Despite slowing economic growth, threats posed by former Cold War enemies mean that Russia's ongoing 20 trillion ruble ($500 billion) military rearmament program will continue as planned, President Vladimir Putin told senior military officials at a promotion ceremony on Friday.
"Past threats have not vanished and are still present," Putin told the officers, before going on to pledge support for the rearmament program that will modernize the majority of Russia's aging military hardware by 2020, according to remarks published on the Kremlin website on Friday.
The rearmament program focuses on equipping Russia's military with new ships, submarines, airplanes, nuclear missiles and battlefield equipment for Russian soldiers. It is a sweeping modernization project that hopes to revitalize almost 70 percent of the armed forces by 2020, while the strategic nuclear forces will be completely overhauled in this period.
Under the plan, Russia's national defense budget for next year will reach a record 3.3 trillion rubles ($80 billion), or 4.2 percent of the country's GDP, the head of the State Duma's defense committee, Admiral Vladimir Komoyedov, was quoted as saying by the Interfax news agency last month.
This rise in military spending comes at a time of economic stagnation for Russia as low oil prices, inflation and Western sanctions over the Kremlin's role in the Ukraine crisis all hit home.

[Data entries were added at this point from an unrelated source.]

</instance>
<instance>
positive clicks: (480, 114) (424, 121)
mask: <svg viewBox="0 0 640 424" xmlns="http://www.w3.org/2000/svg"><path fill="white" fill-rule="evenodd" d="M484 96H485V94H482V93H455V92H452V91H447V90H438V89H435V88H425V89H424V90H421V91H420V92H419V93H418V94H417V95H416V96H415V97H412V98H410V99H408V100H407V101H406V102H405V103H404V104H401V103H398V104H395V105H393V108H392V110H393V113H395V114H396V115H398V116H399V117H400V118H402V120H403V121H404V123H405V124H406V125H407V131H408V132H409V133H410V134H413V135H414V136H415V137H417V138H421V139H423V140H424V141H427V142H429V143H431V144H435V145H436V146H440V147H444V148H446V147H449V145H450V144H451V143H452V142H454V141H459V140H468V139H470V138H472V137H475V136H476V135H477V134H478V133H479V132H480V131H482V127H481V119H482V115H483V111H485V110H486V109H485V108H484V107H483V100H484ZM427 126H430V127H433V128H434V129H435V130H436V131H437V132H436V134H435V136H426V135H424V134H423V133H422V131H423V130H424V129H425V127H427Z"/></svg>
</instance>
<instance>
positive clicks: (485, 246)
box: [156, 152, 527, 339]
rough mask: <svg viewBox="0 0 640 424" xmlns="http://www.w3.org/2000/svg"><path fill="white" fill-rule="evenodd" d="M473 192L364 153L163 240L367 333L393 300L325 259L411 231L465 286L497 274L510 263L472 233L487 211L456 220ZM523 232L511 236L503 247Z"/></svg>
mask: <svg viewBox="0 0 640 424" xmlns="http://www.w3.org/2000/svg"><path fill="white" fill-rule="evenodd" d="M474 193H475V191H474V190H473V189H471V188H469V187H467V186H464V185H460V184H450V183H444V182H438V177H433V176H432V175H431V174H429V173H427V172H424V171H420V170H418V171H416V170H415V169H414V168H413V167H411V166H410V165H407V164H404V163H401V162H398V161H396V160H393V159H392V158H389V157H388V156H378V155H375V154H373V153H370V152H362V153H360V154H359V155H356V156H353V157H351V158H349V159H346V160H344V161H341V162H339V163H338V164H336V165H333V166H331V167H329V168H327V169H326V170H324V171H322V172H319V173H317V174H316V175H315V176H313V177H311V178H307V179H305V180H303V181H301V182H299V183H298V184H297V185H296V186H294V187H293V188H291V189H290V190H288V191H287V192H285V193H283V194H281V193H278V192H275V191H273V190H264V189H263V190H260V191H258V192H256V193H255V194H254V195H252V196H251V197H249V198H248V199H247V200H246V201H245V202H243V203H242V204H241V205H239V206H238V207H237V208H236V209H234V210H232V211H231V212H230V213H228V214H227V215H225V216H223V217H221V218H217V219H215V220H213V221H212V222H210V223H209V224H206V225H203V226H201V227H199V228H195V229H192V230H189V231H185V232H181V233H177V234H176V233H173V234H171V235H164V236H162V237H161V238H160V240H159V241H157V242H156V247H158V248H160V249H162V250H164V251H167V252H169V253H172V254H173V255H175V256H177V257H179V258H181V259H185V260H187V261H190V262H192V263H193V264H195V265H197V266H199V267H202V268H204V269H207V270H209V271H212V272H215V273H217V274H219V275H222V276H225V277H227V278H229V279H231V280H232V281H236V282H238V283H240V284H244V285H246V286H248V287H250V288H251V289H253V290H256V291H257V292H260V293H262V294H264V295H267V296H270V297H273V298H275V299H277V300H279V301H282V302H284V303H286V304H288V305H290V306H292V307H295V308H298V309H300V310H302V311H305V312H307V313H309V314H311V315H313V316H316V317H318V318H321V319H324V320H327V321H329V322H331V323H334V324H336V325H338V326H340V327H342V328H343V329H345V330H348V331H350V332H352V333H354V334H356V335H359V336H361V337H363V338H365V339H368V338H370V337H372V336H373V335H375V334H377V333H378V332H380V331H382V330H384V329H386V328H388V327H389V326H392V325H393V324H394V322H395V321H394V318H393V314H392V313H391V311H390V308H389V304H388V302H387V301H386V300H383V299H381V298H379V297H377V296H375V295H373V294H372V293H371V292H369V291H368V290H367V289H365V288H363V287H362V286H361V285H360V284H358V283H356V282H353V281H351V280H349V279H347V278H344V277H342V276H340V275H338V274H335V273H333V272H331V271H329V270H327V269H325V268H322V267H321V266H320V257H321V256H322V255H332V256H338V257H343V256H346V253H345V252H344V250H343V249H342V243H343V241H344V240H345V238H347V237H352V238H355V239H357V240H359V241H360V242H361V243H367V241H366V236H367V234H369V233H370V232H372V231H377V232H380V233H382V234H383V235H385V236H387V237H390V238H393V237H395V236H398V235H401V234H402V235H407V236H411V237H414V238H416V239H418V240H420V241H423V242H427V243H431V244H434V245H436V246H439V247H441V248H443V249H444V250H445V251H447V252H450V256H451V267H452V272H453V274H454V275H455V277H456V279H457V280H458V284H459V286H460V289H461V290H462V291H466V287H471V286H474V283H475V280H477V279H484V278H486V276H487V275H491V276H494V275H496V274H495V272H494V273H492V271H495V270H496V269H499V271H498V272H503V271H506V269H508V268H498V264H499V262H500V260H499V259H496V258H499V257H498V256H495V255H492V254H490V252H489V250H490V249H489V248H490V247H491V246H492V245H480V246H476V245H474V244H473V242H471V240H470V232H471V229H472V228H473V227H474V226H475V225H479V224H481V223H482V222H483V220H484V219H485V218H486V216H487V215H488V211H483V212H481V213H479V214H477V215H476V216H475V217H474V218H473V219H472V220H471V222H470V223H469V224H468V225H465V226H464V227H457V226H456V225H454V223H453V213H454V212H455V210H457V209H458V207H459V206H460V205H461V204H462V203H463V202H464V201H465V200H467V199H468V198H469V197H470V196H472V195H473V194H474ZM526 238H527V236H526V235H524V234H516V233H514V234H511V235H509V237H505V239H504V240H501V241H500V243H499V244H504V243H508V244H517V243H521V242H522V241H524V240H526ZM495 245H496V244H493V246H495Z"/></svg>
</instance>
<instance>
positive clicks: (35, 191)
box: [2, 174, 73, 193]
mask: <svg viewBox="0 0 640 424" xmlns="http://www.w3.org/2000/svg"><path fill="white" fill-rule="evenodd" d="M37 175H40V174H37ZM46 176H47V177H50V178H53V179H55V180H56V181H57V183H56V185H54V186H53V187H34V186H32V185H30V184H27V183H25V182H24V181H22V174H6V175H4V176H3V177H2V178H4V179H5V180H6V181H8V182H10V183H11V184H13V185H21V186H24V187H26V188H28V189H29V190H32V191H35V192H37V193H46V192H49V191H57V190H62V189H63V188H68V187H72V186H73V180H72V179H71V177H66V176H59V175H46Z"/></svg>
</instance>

Putin pointed to the ongoing conflict in eastern Ukraine and NATO's reinvigorated stance toward Russia as evidence that Russia faces major security threats and must spend heavily on defense.
Russia has taken an increasingly antagonistic line with NATO, which has found a renewed sense of purpose in the face of what it characterizes as a series of aggressive gestures from Moscow in the wake of its annexation of Crimea in March. NATO in recent weeks has reported a flurry of Russian fighter jets and bombers violating the airspace of its members.
With both sides pointing fingers at the other for increasing tensions, Putin told his senior officers that "attempts to upset strategic parity continue," likely referring to NATO's attempts to install ballistic missile interceptors along Russia's western frontiers.
Moscow is sensitive to any threat to its strategic nuclear forces, as Russia's nuclear strength is viewed by military planners as the only reliable means of deterring a large-scale military attack from NATO or China.
But Putin stressed that Russia's military doctrine, which is currently being revised in light of NATO's increased presence in Eastern Europe, "is solely defensive in nature." The president added that "Russia has no intention of being dragged into the confrontation that others are trying by force to impose on us," and that Russia remains open to "equal and respectful dialogue" on international and regional issues.